In [20]:
import numpy as np
import pandas as pd

In [6]:
path = "path/weighted_cpi.csv"

In [7]:
weighted_cpi= pd.read_csv(path)
weighted_cpi.head()

Unnamed: 0,Date,Weighted_CPI
0,2016-09-01,131.513916
1,2016-10-01,132.03254
2,2016-11-01,131.719926
3,2016-12-01,130.562107
4,2017-01-01,130.23316


In [8]:
#to format date to datetime
weighted_cpi["Date"] = pd.to_datetime(weighted_cpi["Date"])

# Sorting by date
weighted_cpi = weighted_cpi.sort_values("Date").reset_index(drop=True)

1. Month-over-month percentage change:
Captures short-term trends and momentum, helping models understand recent growth or decline in values.

In [11]:
# 1. Month-over-month percentage change
weighted_cpi["CPI_pct_change"] = weighted_cpi["Weighted_CPI"].pct_change() * 100

2. Year-over-year (YoY) percentage change:
Accounts for seasonality, allowing comparison with the same period in the previous year to identify repeating annual patterns.

In [12]:
# 2. Year-over-year (YoY) percentage change (12 months difference)
weighted_cpi["CPI_yoy_change"] = weighted_cpi["Weighted_CPI"].pct_change(periods=12) * 100

3. Month and Year extraction:
Enables models to learn seasonal and temporal patterns, such as higher CPI in certain months or inflation trends over years.

In [13]:
# 3. Month and Year extraction
weighted_cpi["Month"] = weighted_cpi["Date"].dt.month
weighted_cpi["Year"] = weighted_cpi["Date"].dt.year

4. Is start of year? (January = 1):
Highlights new-year effects, such as policy changes, resets in business cycles, or budget impacts that may influence values.

In [14]:
# 4. Is start of year? (January = 1)
weighted_cpi["Is_start_of_year"] = (weighted_cpi["Month"] == 1).astype(int)

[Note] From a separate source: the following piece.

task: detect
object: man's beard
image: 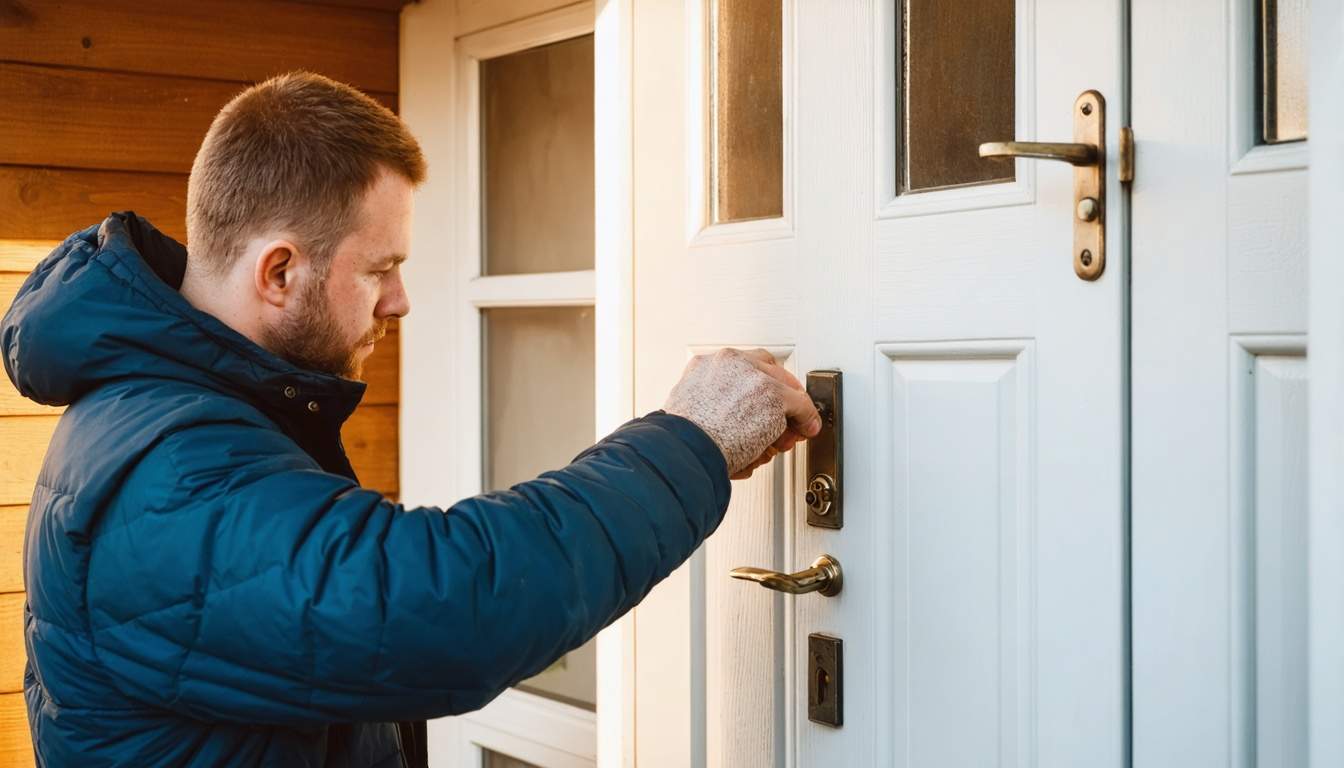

5. Lag features (1, 2, 3 months):
Introduces past dependencies which are crucial for forecasting models to recognize temporal continuity and inertia.

In [15]:
# 5. Lag features (1, 2, 3 months)
for lag in [1, 2, 3]:
    weighted_cpi[f"Lag_{lag}"] = weighted_cpi["Weighted_CPI"].shift(lag)

6. Rolling statistics (mean and std over past 3 months):
Smooths out short-term fluctuations and captures local trends and volatility, which improves model stability and understanding of recent context.

In [16]:
# 6. Rolling statistics (mean and std over past 3 months)
weighted_cpi["CPI_roll_mean_3"] = weighted_cpi["Weighted_CPI"].rolling(window=3).mean()
weighted_cpi["CPI_roll_std_3"] = weighted_cpi["Weighted_CPI"].rolling(window=3).std()

7. Cyclical month features (e.g., sin/cos encoding):
Preserves the circular nature of months (December to January), unlike plain numeric month values, improving model's ability to detect periodicity.

In [17]:
# 7. Cyclical month features (optional, useful for some models)
weighted_cpi["Month_sin"] = np.sin(2 * np.pi * weighted_cpi["Month"] / 12)
weighted_cpi["Month_cos"] = np.cos(2 * np.pi * weighted_cpi["Month"] / 12)

8. Drop rows with NaNs due to lag/rolling calculations:
Ensures clean, complete data for model training, preventing errors or bias from missing values introduced by time-based feature creation.

In [18]:
# 8. Drop rows with NaNs due to lag/rolling calculations
weighted_cpi = weighted_cpi.dropna().reset_index(drop=True)

In [19]:
#to save the feature-rich dataset for modelling
weighted_cpi.to_csv("path/featured_cpi.csv", index=False)